L'ACIMVIP regroupe 12 communautés du peuple Inga à Putumayo. Fin 2022, cette organisation a lancé une initiative visant à enrayer la disparition des semences traditionnelles du peuple. Le projet, intitulé « Familles gardiennes des semences amazoniennes pour la pérennité du Suma Kausangapa » (qui signifie « bien-vivre » en ingá), vise à récupérer, documenter et protéger les semences autochtones à usage alimentaire, pour la restauration forestière et pour l'artisanat.

Le cœur du projet a été la construction de la Maison des Graines, un espace traditionnel érigé sur un terrain appartenant à l’organisation et constituant un modèle d’économie autonome. Le résultat est une infrastructure qui sert aujourd'hui de lieu de formation pour les jeunes Wasikamas (gardiens du territoire), d'échange culturel avec les aînés, et qui, à terme, abritera une banque de semences autochtones.

Le peuple Inga descend de communautés Quechua qui ont établi des réseaux d’échange de savoirs, de semences et de plantes médicinales.
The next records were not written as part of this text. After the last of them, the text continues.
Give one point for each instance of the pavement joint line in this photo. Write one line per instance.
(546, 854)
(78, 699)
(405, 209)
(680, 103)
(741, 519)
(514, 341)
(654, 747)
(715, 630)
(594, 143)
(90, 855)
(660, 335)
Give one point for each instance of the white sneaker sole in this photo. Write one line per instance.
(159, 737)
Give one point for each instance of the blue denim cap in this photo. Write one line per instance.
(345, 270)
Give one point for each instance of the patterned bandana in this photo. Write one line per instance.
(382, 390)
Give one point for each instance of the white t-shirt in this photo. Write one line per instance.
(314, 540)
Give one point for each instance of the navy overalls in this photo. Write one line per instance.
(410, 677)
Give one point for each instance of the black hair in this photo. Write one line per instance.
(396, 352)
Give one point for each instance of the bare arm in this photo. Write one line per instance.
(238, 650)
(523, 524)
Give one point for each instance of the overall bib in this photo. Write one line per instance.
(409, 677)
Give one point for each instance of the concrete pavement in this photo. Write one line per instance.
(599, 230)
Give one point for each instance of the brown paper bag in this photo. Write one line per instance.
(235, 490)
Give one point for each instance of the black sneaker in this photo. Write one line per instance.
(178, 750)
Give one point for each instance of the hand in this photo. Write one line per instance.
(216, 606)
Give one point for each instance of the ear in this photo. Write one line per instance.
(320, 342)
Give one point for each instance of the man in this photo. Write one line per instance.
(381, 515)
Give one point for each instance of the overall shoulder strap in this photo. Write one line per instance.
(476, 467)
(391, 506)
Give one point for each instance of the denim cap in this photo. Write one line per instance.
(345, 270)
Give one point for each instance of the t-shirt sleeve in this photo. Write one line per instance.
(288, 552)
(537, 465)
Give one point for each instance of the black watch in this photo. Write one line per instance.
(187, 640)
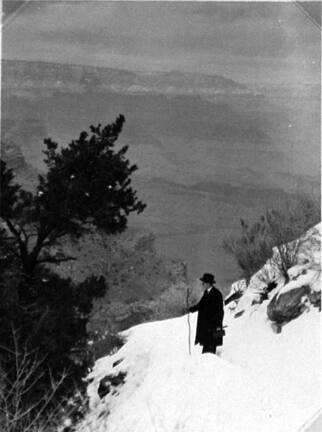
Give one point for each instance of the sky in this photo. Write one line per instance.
(250, 42)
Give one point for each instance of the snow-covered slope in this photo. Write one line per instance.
(259, 381)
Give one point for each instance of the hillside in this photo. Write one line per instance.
(265, 377)
(27, 74)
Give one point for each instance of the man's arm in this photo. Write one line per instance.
(194, 308)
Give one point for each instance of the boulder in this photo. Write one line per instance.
(110, 382)
(288, 305)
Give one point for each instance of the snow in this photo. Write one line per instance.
(258, 381)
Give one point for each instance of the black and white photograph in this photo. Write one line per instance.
(160, 216)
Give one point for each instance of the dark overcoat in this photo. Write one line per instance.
(210, 317)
Cependant, les travaux ne constituaient qu’une partie du projet. La construction a été guidée par deux cérémonies d’ouverture et de guérison, ainsi que par trois tulpas itinérantes (feux sacrés destinés à transmettre le savoir) dans les réserves d’Albania, de San Miguel de la Castellana et de Musu Waira Sacha Nukanchipa.
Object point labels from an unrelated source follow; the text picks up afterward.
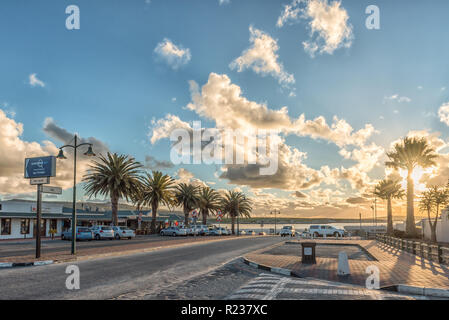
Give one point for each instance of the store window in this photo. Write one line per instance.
(24, 226)
(6, 227)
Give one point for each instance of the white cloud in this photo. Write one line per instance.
(396, 97)
(174, 55)
(443, 113)
(262, 58)
(35, 81)
(328, 23)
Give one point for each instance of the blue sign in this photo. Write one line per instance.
(40, 167)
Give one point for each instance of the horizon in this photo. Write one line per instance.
(340, 97)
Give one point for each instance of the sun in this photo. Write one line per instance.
(417, 174)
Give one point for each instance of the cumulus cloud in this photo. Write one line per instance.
(14, 149)
(34, 81)
(154, 164)
(174, 55)
(328, 23)
(262, 58)
(443, 113)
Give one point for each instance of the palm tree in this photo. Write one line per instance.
(117, 176)
(209, 201)
(157, 188)
(388, 189)
(236, 204)
(187, 196)
(407, 155)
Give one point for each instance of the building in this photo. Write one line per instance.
(18, 218)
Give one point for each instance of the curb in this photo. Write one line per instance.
(25, 264)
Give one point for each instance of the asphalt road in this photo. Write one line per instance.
(113, 277)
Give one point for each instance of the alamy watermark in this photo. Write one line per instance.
(228, 147)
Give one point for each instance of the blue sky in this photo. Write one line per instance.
(106, 80)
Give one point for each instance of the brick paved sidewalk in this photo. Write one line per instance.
(396, 267)
(87, 253)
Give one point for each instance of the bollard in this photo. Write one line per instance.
(343, 264)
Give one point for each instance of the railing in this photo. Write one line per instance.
(433, 252)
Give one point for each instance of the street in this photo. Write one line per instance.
(131, 275)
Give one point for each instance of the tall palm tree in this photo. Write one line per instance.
(236, 204)
(407, 155)
(117, 176)
(187, 196)
(389, 189)
(157, 188)
(209, 201)
(433, 199)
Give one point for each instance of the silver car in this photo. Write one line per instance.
(103, 232)
(123, 232)
(173, 231)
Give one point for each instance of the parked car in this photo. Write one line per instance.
(123, 232)
(103, 232)
(173, 231)
(287, 231)
(326, 230)
(82, 233)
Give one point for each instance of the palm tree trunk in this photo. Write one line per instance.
(389, 217)
(204, 214)
(186, 217)
(114, 204)
(410, 227)
(153, 218)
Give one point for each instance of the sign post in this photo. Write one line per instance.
(39, 170)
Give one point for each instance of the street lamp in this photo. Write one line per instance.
(275, 212)
(61, 156)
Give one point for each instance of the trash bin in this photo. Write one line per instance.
(308, 252)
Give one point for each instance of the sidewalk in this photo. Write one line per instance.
(396, 267)
(91, 253)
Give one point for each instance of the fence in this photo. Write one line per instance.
(433, 252)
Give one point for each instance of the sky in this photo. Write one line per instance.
(339, 93)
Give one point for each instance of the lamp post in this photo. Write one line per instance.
(275, 212)
(61, 156)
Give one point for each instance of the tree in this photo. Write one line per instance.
(187, 196)
(209, 201)
(433, 199)
(157, 189)
(117, 176)
(407, 155)
(236, 204)
(389, 189)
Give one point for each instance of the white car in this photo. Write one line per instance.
(325, 230)
(103, 232)
(287, 231)
(173, 231)
(122, 232)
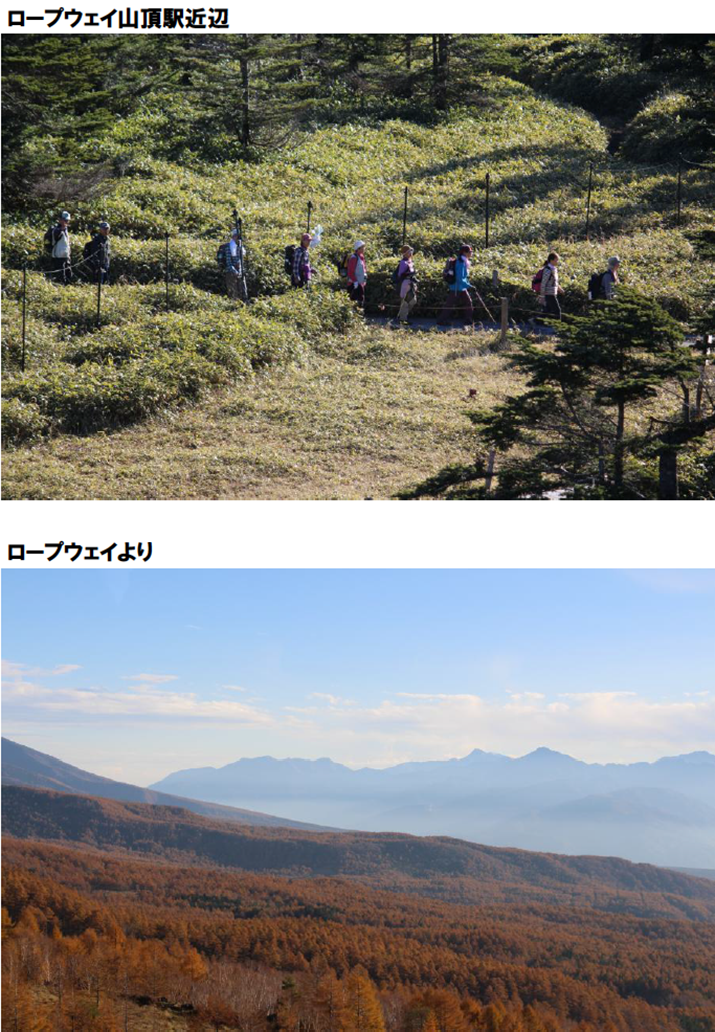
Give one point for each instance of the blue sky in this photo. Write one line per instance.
(135, 674)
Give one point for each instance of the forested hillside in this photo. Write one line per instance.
(442, 868)
(88, 937)
(166, 137)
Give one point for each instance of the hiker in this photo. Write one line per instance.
(301, 263)
(357, 275)
(610, 279)
(57, 244)
(407, 285)
(549, 289)
(97, 254)
(234, 253)
(457, 275)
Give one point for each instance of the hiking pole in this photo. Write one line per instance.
(239, 246)
(22, 362)
(166, 271)
(486, 224)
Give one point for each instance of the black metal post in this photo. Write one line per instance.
(22, 362)
(166, 272)
(486, 224)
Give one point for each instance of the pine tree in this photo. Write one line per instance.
(572, 420)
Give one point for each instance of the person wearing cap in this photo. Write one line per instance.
(235, 275)
(407, 284)
(357, 275)
(610, 280)
(549, 288)
(458, 296)
(57, 244)
(301, 263)
(97, 253)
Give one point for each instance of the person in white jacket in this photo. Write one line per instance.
(57, 243)
(549, 290)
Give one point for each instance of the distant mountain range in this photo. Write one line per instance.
(661, 812)
(22, 766)
(461, 872)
« Les aînés, qui sont parfois très timides, se sont cette fois-ci ouverts de la plus belle manière qui soit et nous ont permis de documenter leurs savoirs qu’ils nous ont partagés. Cela constitue un héritage culturel pour notre communauté. C’est un document auquel nous accordons une grande valeur », explique Marcela.
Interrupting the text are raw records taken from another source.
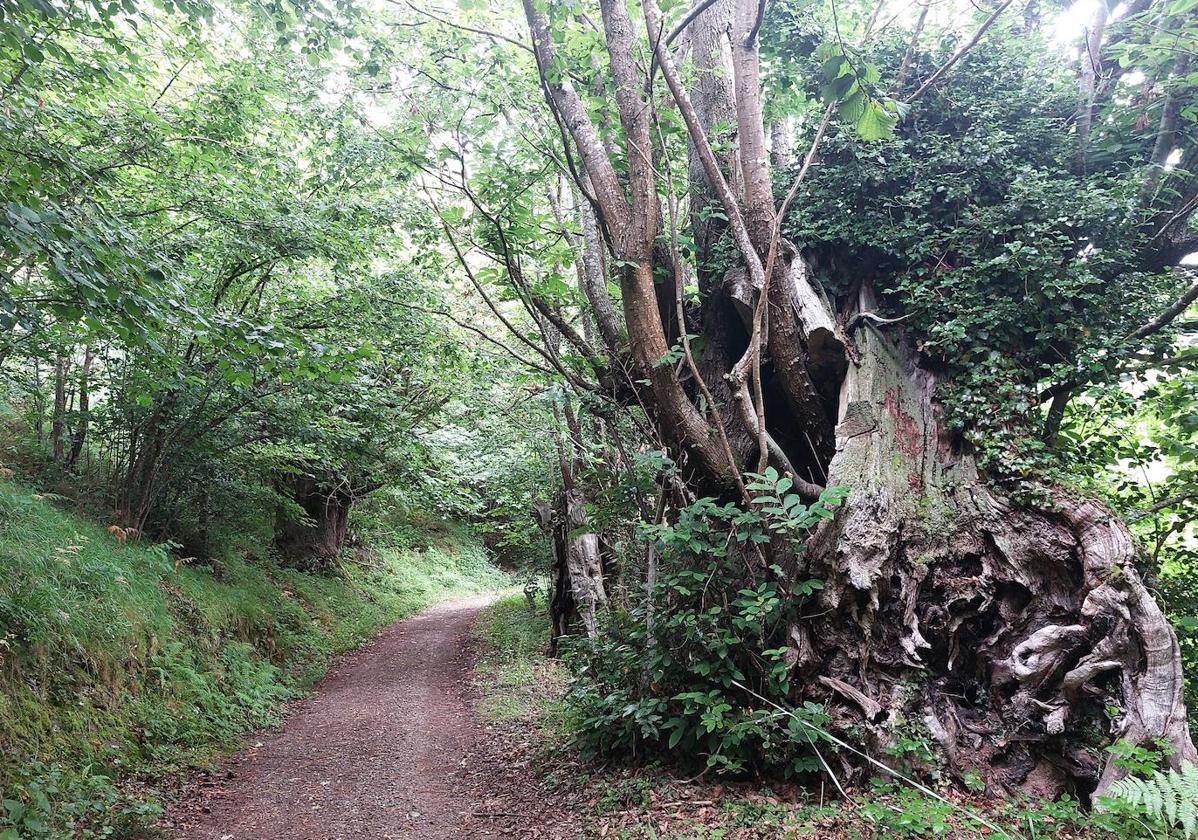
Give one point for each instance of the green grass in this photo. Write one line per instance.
(630, 802)
(521, 684)
(119, 664)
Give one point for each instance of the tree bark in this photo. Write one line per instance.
(327, 508)
(978, 614)
(1005, 626)
(58, 422)
(80, 433)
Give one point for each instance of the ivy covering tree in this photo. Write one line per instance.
(842, 248)
(832, 358)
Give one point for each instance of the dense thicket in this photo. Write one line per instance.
(838, 352)
(982, 249)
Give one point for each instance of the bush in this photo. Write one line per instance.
(717, 630)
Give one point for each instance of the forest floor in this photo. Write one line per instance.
(387, 747)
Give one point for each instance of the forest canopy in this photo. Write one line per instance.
(833, 354)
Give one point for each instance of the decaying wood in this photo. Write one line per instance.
(1005, 626)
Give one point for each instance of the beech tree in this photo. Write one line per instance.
(982, 600)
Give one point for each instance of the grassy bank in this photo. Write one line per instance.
(119, 664)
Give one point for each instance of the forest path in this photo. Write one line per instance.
(387, 748)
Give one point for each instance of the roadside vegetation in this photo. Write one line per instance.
(121, 663)
(640, 799)
(824, 369)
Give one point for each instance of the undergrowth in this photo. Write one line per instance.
(653, 802)
(521, 686)
(119, 663)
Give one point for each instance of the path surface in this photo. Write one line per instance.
(387, 748)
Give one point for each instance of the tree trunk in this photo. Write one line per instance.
(80, 433)
(1008, 627)
(58, 422)
(327, 511)
(579, 590)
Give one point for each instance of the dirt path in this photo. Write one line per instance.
(388, 747)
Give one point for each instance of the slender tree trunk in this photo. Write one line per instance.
(327, 507)
(980, 615)
(1087, 82)
(58, 422)
(1004, 626)
(80, 433)
(1167, 131)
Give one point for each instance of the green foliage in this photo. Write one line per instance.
(660, 677)
(1168, 797)
(524, 687)
(116, 660)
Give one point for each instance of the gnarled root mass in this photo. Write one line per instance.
(1011, 630)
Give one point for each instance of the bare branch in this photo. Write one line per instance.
(960, 54)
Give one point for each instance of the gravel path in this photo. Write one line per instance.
(388, 747)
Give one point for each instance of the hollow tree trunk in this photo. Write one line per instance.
(579, 590)
(1005, 626)
(327, 511)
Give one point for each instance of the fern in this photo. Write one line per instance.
(1169, 797)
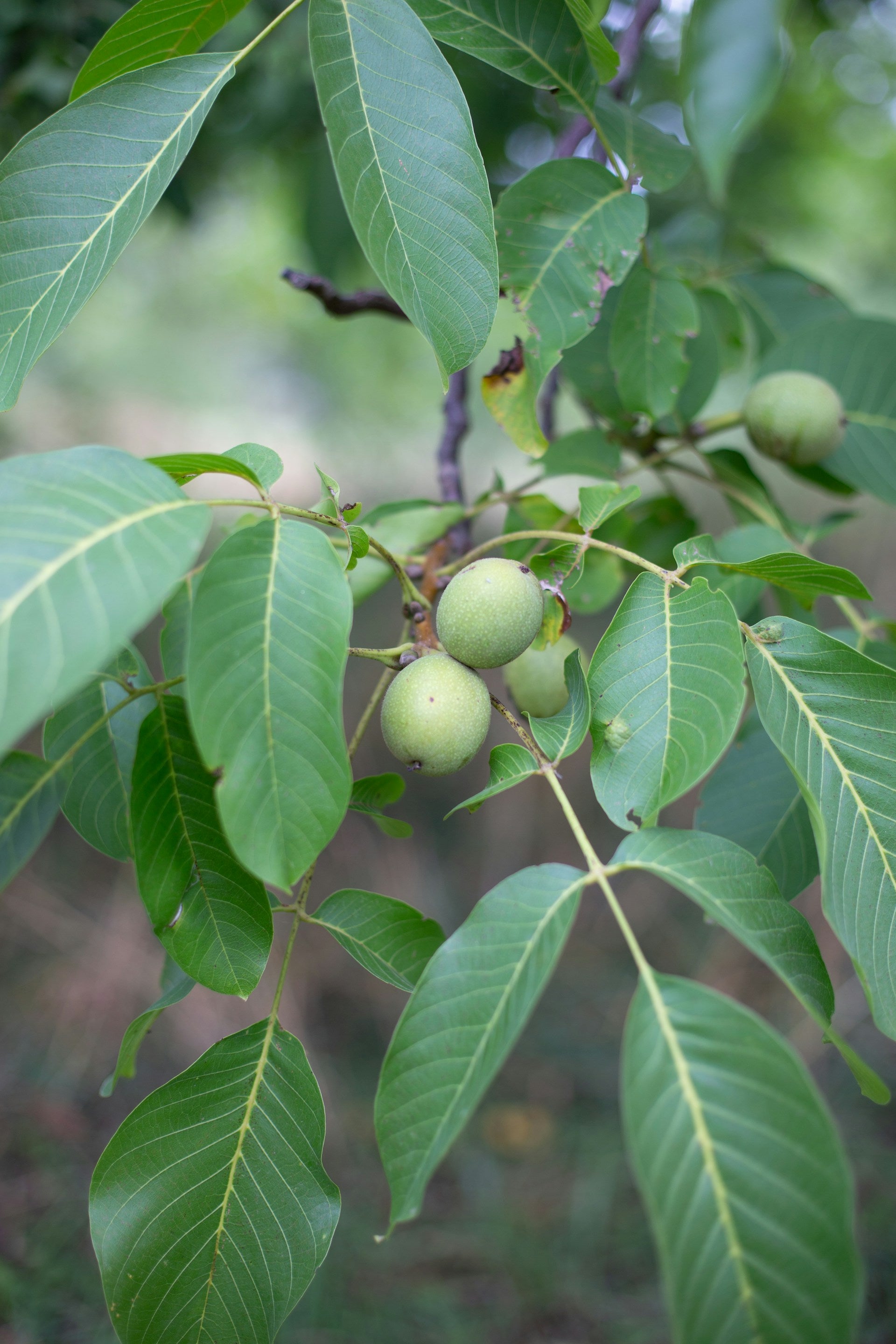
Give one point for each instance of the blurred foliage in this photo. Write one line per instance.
(534, 1233)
Les enregistrements audio et vidéo réalisés portaient sur la gestion des chagras, les cycles de semis, ainsi que sur les usages médicinaux et alimentaires de graines que presque plus personne ne cultive.

Selon l'enquête « Colombie : l’éternelle attente du peuple inga » de Mongabay Latam, plus de 90 % de Villagarzón, situé sur le piémont amazonien où vit le peuple Inga, a été recouvert de blocs pétroliers. Mais le changement climatique a ajouté une nouvelle dimension au conflit. Jasbleydy Olivo, une femme du peuple Inga et secrétaire de l’ACIMVIP, décrit ce qu’elle et sa communauté ont observé dans les rivières :

Les territoires Inga se situent dans l’une des zones de transition écologique les plus diversifiées de Colombie, où se rencontrent les écosystèmes andins et amazoniens.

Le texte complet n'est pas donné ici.